I stare back at myself in the reflection of the window, tucking a stray thread out of sight.
This is the first job I've ever applied for, and it shows. I've managed to pull what appears to be a formal outfit from the depths of my closet, having struggled earlier to pull my thick hair into a tidy enough bun. Today could be the day I finally gain financial independence. No longer will I have to rely on anyone other than myself.
Through the window, I meet the silvery eyes of the shop's owner, who smiles warmly, motioning for me to come inside.
The bell jingles above me as I step inside, greeted by the scent of old books and lavender incense. My friend comes around the counter, tugging his apron off and he looks me over, noting my choice in formal-wear for this interview.
"You don't have to do this, you know," he reminds me, leaning against the counter, crossing his arms over his chest. Leven and I have been friends for as long as I can remember, and as soon as I could, I worked at his family's bookstore. For so long I've owed him everything, and now I'm going to apply at a local mental institution in hopes to start a real career.
"Working for you is nice, but I need my own job," I remind him, watching him tilt his head, thick golden waves brushing against his brows.
"That's the thing, you don't," he comments, raising a light eyebrow. "I can look after you."
I narrow my eyes at him playfully, picking a random book off the shelf before flipping through it. I knew that stopping in here from the small apartment Lev and I share before heading off to my interview would be a mistake. Since last night when I announced it to him he has been trying to talk me out of it. If he had his way, I would be working at the bookstore forever.
"You're my friend, Lev. I'm not going to do that to you," I tell him firmly, falling back onto the plush couch that is a part of the designated reading area.

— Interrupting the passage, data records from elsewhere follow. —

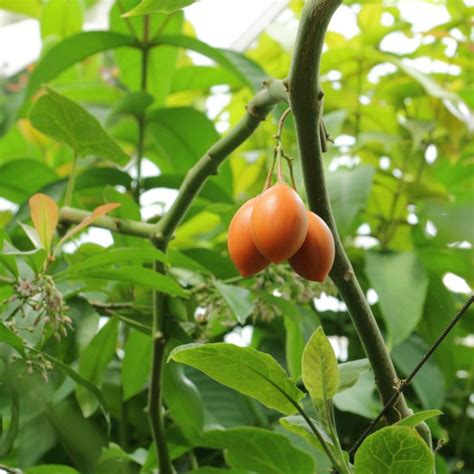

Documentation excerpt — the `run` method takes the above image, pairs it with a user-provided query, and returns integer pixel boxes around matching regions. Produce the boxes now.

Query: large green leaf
[29,89,128,164]
[122,331,152,400]
[355,426,434,474]
[302,327,339,402]
[0,159,58,204]
[69,265,187,297]
[41,0,82,39]
[365,252,428,346]
[123,0,196,17]
[204,428,315,474]
[76,318,118,418]
[170,343,304,415]
[26,31,136,104]
[214,281,254,324]
[327,165,375,236]
[392,337,445,409]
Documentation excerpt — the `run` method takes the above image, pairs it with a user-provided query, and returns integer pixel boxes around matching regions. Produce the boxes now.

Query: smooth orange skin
[251,183,308,263]
[288,211,335,283]
[227,198,270,277]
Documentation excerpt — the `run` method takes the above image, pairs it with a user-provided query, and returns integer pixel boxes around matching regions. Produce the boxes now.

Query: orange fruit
[251,183,308,263]
[288,211,335,282]
[227,198,270,277]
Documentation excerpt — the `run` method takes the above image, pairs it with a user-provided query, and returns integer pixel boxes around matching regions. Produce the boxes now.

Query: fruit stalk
[288,0,429,441]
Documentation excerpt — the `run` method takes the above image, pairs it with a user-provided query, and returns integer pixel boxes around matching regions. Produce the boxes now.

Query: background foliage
[0,0,474,474]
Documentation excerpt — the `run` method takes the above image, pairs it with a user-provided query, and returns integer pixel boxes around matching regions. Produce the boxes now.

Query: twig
[349,296,474,456]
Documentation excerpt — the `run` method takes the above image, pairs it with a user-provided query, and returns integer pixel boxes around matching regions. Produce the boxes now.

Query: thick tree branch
[289,0,429,444]
[157,79,288,243]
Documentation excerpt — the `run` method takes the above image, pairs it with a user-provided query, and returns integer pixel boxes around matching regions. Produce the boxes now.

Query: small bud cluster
[5,275,72,340]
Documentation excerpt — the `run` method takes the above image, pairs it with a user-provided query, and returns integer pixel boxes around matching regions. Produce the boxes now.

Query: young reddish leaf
[57,202,121,248]
[28,193,59,255]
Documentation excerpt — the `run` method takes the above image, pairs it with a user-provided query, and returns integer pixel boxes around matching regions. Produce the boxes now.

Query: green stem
[64,152,77,207]
[157,79,287,242]
[289,0,429,441]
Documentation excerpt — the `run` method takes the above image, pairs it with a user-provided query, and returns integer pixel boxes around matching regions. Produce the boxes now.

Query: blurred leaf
[214,281,254,325]
[26,31,135,103]
[29,89,129,164]
[302,327,339,402]
[0,0,43,18]
[122,331,152,400]
[334,371,382,419]
[107,91,153,125]
[394,410,443,428]
[76,318,119,418]
[122,0,196,17]
[0,159,58,204]
[28,193,59,255]
[41,0,82,39]
[391,337,445,409]
[205,427,315,474]
[56,202,120,248]
[365,252,428,346]
[354,426,434,474]
[55,247,166,278]
[25,464,79,474]
[169,343,304,415]
[337,359,370,393]
[0,322,25,356]
[163,361,204,442]
[278,415,333,453]
[327,165,375,236]
[69,265,187,297]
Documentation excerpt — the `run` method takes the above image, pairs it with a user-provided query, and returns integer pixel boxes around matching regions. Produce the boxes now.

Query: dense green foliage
[0,0,474,474]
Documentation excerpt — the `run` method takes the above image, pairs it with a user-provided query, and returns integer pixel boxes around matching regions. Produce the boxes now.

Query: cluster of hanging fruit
[227,111,334,282]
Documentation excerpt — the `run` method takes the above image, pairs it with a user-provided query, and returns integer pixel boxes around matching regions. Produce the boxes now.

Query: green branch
[289,0,429,441]
[157,79,288,245]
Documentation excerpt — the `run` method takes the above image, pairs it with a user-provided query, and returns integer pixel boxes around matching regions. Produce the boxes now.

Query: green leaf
[28,193,59,255]
[34,348,110,426]
[365,252,428,346]
[205,427,315,474]
[327,165,375,236]
[0,159,58,204]
[122,0,196,17]
[76,318,118,418]
[29,89,129,164]
[0,0,43,18]
[107,91,153,125]
[55,247,166,279]
[163,361,204,442]
[25,464,79,474]
[395,410,443,428]
[69,265,187,297]
[169,343,304,415]
[334,371,382,419]
[337,359,370,392]
[279,415,333,453]
[354,426,434,474]
[302,327,339,402]
[122,331,152,400]
[0,322,25,356]
[214,281,254,324]
[25,31,136,100]
[41,0,82,39]
[391,337,446,409]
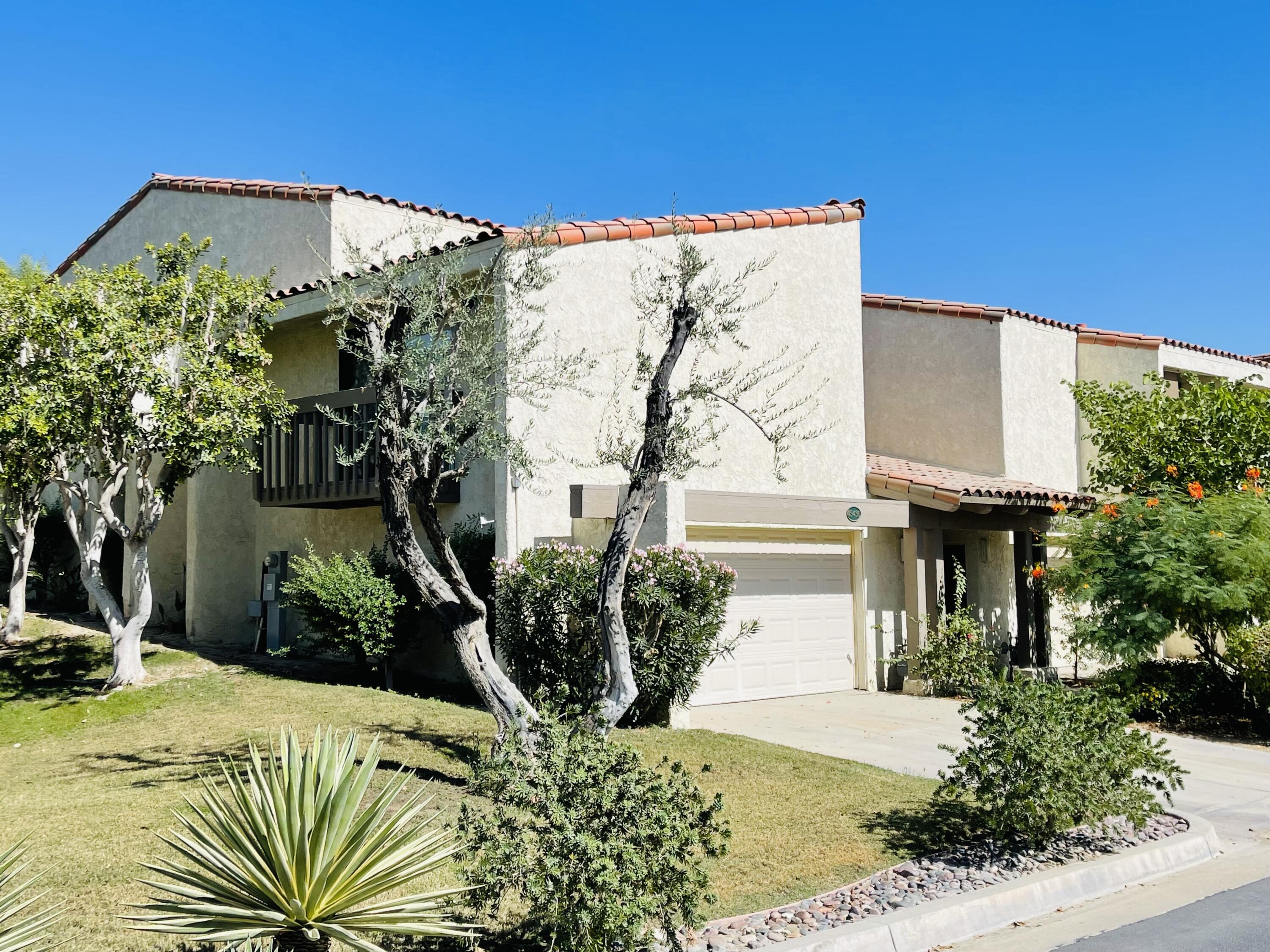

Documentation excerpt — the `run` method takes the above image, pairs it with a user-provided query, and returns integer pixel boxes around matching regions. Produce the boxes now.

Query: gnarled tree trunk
[376,376,536,743]
[60,481,154,691]
[0,494,39,645]
[598,301,697,730]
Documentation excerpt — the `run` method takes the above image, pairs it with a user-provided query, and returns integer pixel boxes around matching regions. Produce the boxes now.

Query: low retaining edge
[771,810,1222,952]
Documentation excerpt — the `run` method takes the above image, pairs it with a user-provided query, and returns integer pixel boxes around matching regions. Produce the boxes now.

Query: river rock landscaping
[683,814,1189,952]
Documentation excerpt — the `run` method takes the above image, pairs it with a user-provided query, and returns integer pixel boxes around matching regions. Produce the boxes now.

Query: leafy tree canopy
[1046,484,1270,663]
[1071,373,1270,493]
[0,259,67,508]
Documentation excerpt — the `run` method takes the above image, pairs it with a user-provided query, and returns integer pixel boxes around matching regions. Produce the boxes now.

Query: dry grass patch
[0,633,935,952]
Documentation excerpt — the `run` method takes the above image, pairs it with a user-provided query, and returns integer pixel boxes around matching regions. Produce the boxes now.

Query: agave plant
[124,729,475,952]
[0,843,61,952]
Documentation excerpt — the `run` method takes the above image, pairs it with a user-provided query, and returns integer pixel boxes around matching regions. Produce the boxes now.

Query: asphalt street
[1058,878,1270,952]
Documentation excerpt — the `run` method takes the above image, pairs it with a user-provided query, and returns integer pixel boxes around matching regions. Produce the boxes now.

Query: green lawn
[0,619,935,952]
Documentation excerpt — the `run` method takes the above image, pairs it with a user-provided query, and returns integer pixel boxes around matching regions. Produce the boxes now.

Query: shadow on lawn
[79,741,246,787]
[862,797,987,856]
[0,637,110,702]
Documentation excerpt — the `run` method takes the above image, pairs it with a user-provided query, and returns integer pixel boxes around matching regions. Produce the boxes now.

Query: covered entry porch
[867,453,1093,689]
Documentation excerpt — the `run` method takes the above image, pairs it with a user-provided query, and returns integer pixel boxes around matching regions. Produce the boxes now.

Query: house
[58,175,1266,703]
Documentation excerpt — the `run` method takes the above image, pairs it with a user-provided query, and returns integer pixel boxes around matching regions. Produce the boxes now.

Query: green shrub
[458,711,730,952]
[886,562,997,697]
[936,680,1186,843]
[495,542,756,724]
[282,542,406,668]
[1096,658,1248,727]
[1226,625,1270,726]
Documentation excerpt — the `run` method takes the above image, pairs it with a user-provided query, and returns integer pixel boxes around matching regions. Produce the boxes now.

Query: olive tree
[56,235,287,688]
[598,228,827,727]
[1071,373,1270,493]
[0,260,67,644]
[328,221,588,739]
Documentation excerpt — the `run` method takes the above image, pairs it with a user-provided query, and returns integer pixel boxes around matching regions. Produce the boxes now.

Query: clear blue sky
[0,0,1270,353]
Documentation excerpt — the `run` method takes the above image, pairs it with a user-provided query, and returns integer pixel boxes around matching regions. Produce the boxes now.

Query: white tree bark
[57,459,164,691]
[0,494,39,645]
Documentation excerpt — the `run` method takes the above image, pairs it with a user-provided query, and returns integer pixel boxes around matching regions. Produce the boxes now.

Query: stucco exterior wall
[999,315,1082,490]
[69,189,330,288]
[498,222,865,564]
[1073,344,1162,489]
[150,486,188,623]
[264,316,339,400]
[1156,344,1270,386]
[862,314,1006,473]
[944,529,1017,645]
[862,527,907,691]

He joins me, knowing there aren't any customers in the store to watch on. "But I want to look after you. Working in a prison doesn't suit you."
"It's a care facility for people who have been through a lot more than you and me," I remind him. My research has proven that most of the patients there have magic related injuries that have rendered them unable to participate in our society here in the Harmony Pack. Here, society demands perfection, and if you're not close enough to that, you're thrown into a place like where I will now find myself working.
"If you don't get the job, the position is still open for you at my shop," Lev offers, that grin he offers me so characteristically him it warms me from the inside. I sometimes forget he has no officially inherited this store from his parents.
I used to have the biggest crush on Lev when we were younger, but once we came out of school and have been living together as friends, I've decided it needs to remain platonic.
"I appreciate you. I'll let you know how it goes," I promise, standing up to give him a hug before quickly pushing through the bookstore door, dodging customers as they breeze.
Lev casts one more look toward me. If he wanted to say anymore to me, he decides against it.